Building Blocks of Data Science

By Direct Knowledge

Data science has been around for a while, but today it’s really starting to grow into a vital part of industry and business. It consists of a number of skills and activities that take sets of numbers (data) and turn them into something useful. The numbers communicate the performance of a company or product, and help people identify problem areas. The skills and activities involved in reading the data in this way can be considered building blocks that organizations can use to their advantage to gain ground in the technological race.

Data Science Building Block 1: Algorithms

Where It All Began

Lines of code running across the screen faster than the eye follows. A twisted, grotesque man spasmodically rising from a table strewn with wires. An endless line of computers working at hyper-speed in brightly-lit server rooms. What could Frankenstein’s monster possibly have in common with computer algorithms? 

In the early 1800’s, a baby girl named Ada Byron was born in England, later to become Ada Lovelace. Her father, Lord Byron, was the famous poet who suggested that Mary Shelley write a ghost story, thus inspiring the birth of Frankenstein. Lord Byron left his wife and daughter to fend for themselves when Ada was only a month old.

After he left, Ada’s mother detested everything about Byron – particularly his fervor for the arts. Hoping Ada would shun her father’s wild ways, her mother instructed her tutors to teach her only mathematics and logic. As a result, Ada became the world’s first computer programmer and the inventor of the first algorithm. 

Algorithms and Cake

But what exactly are algorithms? Broadly defined, an algorithm is a program that follows a set of rules, a series of steps, and has a definite starting and ending point. One way to explain how algorithms work is to compare it to a recipe for baking a certain kind of cake. The recipe has to follow a list of steps (the input) to produce the cake (the output).

Programmers create algorithms that can automatically sort data into groups, saving hours of work. Algorithms can be written to solve complicated math problems; in fact, the scientific calculator you used in high school used an algorithm to calculate functions and exponents. Since algorithms can follow a set of rules and steps, it can use logic to make decisions about the data it is processing. 

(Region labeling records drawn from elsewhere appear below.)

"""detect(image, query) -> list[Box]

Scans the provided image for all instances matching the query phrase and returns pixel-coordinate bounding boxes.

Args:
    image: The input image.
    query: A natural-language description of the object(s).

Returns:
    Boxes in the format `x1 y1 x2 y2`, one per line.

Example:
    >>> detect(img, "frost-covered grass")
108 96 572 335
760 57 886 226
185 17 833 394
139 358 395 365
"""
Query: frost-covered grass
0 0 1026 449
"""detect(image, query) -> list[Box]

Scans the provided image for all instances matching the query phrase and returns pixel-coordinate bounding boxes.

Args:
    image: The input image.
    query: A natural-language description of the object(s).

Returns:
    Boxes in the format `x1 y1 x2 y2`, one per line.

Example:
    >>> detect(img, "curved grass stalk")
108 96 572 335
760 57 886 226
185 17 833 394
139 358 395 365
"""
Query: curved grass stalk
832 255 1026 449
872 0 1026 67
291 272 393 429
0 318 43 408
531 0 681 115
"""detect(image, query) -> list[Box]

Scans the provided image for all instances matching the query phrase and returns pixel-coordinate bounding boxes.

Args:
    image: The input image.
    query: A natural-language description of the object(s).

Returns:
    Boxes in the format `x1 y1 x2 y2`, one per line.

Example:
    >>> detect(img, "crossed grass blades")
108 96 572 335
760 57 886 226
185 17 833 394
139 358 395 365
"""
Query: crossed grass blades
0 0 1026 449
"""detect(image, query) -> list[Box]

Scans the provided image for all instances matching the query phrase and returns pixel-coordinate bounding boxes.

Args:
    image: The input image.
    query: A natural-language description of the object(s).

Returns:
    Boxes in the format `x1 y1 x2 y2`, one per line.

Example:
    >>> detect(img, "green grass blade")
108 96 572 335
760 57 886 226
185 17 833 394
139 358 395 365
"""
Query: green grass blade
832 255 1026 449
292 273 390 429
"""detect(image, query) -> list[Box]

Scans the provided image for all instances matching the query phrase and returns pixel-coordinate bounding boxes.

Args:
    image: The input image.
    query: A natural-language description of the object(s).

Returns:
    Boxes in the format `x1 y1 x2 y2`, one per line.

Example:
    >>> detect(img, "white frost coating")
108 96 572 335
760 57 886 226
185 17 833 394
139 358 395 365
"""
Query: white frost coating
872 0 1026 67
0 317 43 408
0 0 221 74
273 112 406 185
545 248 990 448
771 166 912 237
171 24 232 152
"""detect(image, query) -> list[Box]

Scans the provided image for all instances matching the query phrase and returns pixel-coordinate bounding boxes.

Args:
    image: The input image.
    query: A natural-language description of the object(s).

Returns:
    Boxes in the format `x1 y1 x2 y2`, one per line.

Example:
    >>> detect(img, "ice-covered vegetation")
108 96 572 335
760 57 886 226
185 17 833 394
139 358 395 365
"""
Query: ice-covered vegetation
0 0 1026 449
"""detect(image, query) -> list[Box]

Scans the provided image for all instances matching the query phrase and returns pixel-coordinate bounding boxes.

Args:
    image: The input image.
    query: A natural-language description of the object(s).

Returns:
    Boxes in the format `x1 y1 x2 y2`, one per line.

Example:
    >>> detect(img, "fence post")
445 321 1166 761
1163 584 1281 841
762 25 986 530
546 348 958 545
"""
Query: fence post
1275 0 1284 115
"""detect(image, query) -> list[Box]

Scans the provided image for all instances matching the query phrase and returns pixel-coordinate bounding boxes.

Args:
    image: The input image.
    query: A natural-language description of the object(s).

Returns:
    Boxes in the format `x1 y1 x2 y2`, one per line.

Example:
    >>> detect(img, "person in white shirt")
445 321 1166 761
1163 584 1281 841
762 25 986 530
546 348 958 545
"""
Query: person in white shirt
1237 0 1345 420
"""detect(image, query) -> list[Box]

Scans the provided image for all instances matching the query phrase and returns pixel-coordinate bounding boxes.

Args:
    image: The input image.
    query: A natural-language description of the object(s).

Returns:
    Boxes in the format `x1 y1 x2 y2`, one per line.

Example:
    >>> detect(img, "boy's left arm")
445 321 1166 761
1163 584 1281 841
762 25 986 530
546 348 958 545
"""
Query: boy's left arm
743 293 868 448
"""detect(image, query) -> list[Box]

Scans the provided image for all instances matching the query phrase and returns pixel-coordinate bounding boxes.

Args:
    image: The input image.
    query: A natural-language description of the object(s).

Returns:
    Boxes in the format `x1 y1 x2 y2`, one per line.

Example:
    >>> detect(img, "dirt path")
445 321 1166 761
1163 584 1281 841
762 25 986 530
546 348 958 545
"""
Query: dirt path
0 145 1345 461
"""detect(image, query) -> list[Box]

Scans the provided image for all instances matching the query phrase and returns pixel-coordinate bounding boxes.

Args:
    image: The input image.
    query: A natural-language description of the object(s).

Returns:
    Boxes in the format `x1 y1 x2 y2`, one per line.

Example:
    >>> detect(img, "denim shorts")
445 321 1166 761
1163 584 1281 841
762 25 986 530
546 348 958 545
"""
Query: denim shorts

Data Science Building Block 2: Mathematics

Zeros and Ones

You’ve probably heard of the ones and zeros that make up binary code. But why those numbers? What’s their individual importance, and how can they combine to create any number or idea? As it turns out, the concept of zero is one of the biggest leaps of human mathematics. For a long time, the concepts of nothings was quite common, but zero itself and its use in math was unknown. That is, until the 7th century.

One of the earliest records of the number zero is from in an Indian, the “Brahmasphutasiddhanta,” from the year 628. The title discusses how to use the number zero in calculations like division and other arithmetic. Previously, zero had only been used as a placeholder, but from then on it would begin to be seen as a number in its own right. Little did the author dream that the number he was describing would one day become half of our binary computing language. 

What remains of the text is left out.